Austin Durry sarebbe dovuto andare in tour coi suoi Coyote Kid, per promuovere The Skeleton Man, il disco uscito nell’ottobre precedente. È arrivata la pandemia, il tour è stato cancellato ed Austin è tornato con sua moglie a casa dei genitori a Burnsville, periferia di Minneapolis. Qui ha ritrovato sua sorella Taryn, di sette anni più giovane, che frequentava il College e, più che alla musica, era interessata al nuoto agonistico. La differenza di età faceva sì che, pur avendo grande stima del fratello, non seguisse troppo la sua carriera di musicista. L’inattività da Covid ha fatto evidentemente riavvicinare i due, tanto che ad un certo punto anche Taryn si è messa a strimpellare con la chitarra. È partito tutto nel momento in cui si è filmata su Tik Tok mentre suonava una strofa e un ritornello di “Who’s Laughing Now?”. Il video è diventato virale nel giro di pochissimo tempo e a quel punto Taryn ha chiesto al fratello un aiuto per completare il brano.
Avendo visto che funzionava, hanno prenotato uno studio e lo hanno registrato. Da qui ne sono arrivati altri nove, pubblicati tra 2021 e il febbraio di quest’anno.
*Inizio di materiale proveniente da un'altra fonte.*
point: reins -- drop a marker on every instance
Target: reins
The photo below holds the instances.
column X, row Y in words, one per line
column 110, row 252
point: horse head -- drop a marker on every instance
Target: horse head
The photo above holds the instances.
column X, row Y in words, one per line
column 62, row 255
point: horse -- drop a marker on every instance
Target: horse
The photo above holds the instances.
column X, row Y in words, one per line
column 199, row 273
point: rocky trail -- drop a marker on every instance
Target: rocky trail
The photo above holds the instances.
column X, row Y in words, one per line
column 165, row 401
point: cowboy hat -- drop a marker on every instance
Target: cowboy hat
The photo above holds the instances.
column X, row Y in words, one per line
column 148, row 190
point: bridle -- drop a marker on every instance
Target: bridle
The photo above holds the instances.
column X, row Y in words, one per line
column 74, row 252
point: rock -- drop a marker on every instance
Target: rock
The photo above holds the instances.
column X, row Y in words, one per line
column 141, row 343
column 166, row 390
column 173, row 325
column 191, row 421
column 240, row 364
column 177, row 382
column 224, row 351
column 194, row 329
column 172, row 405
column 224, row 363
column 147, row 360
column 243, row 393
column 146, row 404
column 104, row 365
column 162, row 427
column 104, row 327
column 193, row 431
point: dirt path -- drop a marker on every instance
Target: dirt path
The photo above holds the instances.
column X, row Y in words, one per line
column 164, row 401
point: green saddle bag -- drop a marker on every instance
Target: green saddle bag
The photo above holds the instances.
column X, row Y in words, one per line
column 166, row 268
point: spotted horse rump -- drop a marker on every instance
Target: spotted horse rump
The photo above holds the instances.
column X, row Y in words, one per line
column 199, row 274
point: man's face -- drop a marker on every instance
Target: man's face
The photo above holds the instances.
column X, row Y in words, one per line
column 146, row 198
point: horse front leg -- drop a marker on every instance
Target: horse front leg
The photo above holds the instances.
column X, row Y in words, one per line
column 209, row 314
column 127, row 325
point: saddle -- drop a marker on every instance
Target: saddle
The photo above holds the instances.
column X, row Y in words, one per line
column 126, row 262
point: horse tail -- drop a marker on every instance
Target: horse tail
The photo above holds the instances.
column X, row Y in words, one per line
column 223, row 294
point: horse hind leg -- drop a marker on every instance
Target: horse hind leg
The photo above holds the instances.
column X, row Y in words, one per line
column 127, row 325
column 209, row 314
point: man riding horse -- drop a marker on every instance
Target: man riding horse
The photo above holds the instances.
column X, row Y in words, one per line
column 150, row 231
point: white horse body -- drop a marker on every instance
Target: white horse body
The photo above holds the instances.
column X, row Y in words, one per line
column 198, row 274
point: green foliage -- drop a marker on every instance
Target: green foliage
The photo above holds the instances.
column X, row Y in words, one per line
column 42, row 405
E a quel punto l’hype per il progetto Durry è stato definitivamente lanciato.
Suburban Legend distorce ironicamente il concetto di “leggenda metropolitana” calandolo all’interno dell’universo della periferia americana, luogo di perdenti per eccellenza, scenario privilegiato di gran parte della mitologia Rock, nonché habitat d’elezione di un certo Indie da cameretta (in questo senso non trovo molto appropriata la dichiarazione dei due fratelli secondo cui “non molte storie di successo escono dalla periferia”).
Il disco è sia una raccolta dei singoli finora pubblicati (che sono stati in parte riregistrati, da quel che mi sembra) sia un compendio di brani nuovi, e nell’insieme mantiene le aspettative e giustifica in pieno l’entusiasmo che nell’ultimo anno e mezzo si è generato attorno al duo.
Probabilmente il modo migliore per descrivere il sound dei Durry è utilizzare le parole del loro management (riportati dal gruppo stesso durante un’intervista): per quanto inspessito dalle chitarre distorte e da una sezione ritmica particolarmente robusta, il loro sarebbe fondamentalmente Country Rock dei più classici. Può sembrare esagerato e probabilmente un po’ lo è, ma è molto difficile non sentire pulsare quasi un secolo di tradizione americana nei solchi di queste canzoni. Austin e Taryn conoscono le basi e sono in grado di riaggiornare in continuazione la materia prima, e scrivono talmente bene da non risultare manieristi e da farsi perdonare la loro evidente componente derivativa.
“Coming of Age” e “Who’s Laughing Now”, già conosciute e poste in apertura una dopo l’altra, fungono da biglietto da visita e spazzano via l’ascoltatore con le loro bordate elettriche e le melodie da cantare a squarciagola.
Canzoniere “loser” per eccellenza e allo stesso tempo manifesto di un Indie Rock nel suo valore più autentico, Suburban Legend fa rivivere lo spirito dei Replacements (anche loro di Minneapolis, tra l’altro) ben presente in brani come “I’m Fine (No Really)”, “Losers Club” e soprattutto “Drama Queen” (il pezzo migliore del disco per distacco), carichi di un’urgente voglia di rivalsa; altrove (“Worse for Wear”, “Little Bit Lonely”) si avverte una maggiore autoironia ed un giocare sullo stereotipo della provincia, raccontata tuttavia per mezzo di canzoni calde e piene di colori. Il finale di “Encore”, con tanto di pubblico che scandisce “one more song!” sembra prefigurare (anche qui in modo ironico?) un successo che, se le cose andranno nel verso giusto, sembra destinato ad arrivare.
I Durry non cambieranno la storia del rock ma hanno una freschezza ed un talento nell’unire tiro e melodia che non sono poi così comuni tra le band che si cimentano con questo genere di proposte.
Le premesse ci sono. Come sempre, occorrerà aspettare qualche anno per sapere se ci abbiamo preso oppure no.